The Chinese Communist Party “aggressively plans to reorient and dominate the semiconductor supply chain,” Biden said in opening remarks of the virtual CEO summit, quoting a bipartisan letter from 23 senators. “China and the rest of the world is not waiting, and there’s no reason why Americans should wait,” he said.
The administration has also proposed a USD 50 billion funding program for chip manufacturing and research and development, mirroring China’s efforts.
The Committee on Foreign Investment in the United States, or CFIUS, last year tightened the rules for examining the national security risks posed by foreign deals, followed by the Taiwanese government’s Investment Commission announcing a new set of rules to intensify screening of Chinese investments in Taiwanese tech companies. Meanwhile, the Italian government rejected a takeover bid for a Milan-based semiconductor equipment provider by a Shenzhen-based Chinese investment company.
South Korea and Taiwan—two leading Asian chipmaking economies—all face growing pressure to help the US boost local chip manufacturing. TSMC, the world’s largest contract chipmaker, based in Taiwan, and South Korea’s Samsung, the world’s biggest memory chipmaker, were both forced to cut off supplies to once-major customer Huawei following the US sanctions.

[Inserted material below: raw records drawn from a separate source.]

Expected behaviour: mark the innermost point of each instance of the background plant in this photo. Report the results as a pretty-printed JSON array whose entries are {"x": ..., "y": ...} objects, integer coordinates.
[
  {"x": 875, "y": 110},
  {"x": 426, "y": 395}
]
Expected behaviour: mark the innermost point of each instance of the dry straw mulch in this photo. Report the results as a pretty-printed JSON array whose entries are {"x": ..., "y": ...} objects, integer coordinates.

TSMC’s share of revenue from China plunged to 6% in the January-March period from 22% the same time a year earlier. Samsung also saw its revenue from China trending down in the past three quarters.
Most of the global chip developers and manufacturers will currently still have to side with the US, as American technologies still prevail in their products or services, said Su Tzu-yun, senior analyst at the Institute for National Defense and Security Research. “They have to choose what are their best interests if they get caught between the world’s two biggest economies.”
However, it is still hard to fully decouple the semiconductor supply, involving thousands of suppliers from around the world that have been tightly intertwined for decades. China can try to reduce its reliance on the US, but without American technology sources, it can hardly speed up its technological advancement.
Neither is it practical for the US to exclude China from all of its supply chains, as the country is still a big source of critical raw materials and rare-earth elements used in semiconductors and electronic components, according to a recent report by the Semiconductor Industry Association, an American industry organization.
“In the short term, due to geopolitical uncertainties, China’s tech development could be slowed a bit,” said Miin Wu, founder and chairman of Macronix International, a leading memory chipmaker in Taiwan that serves Apple, Sony, and Nintendo. “However, in the longer run, from China’s perspective, it will definitely hope to build a competitive industry. It’s a trend that is hard to resist, and there is no turning back.”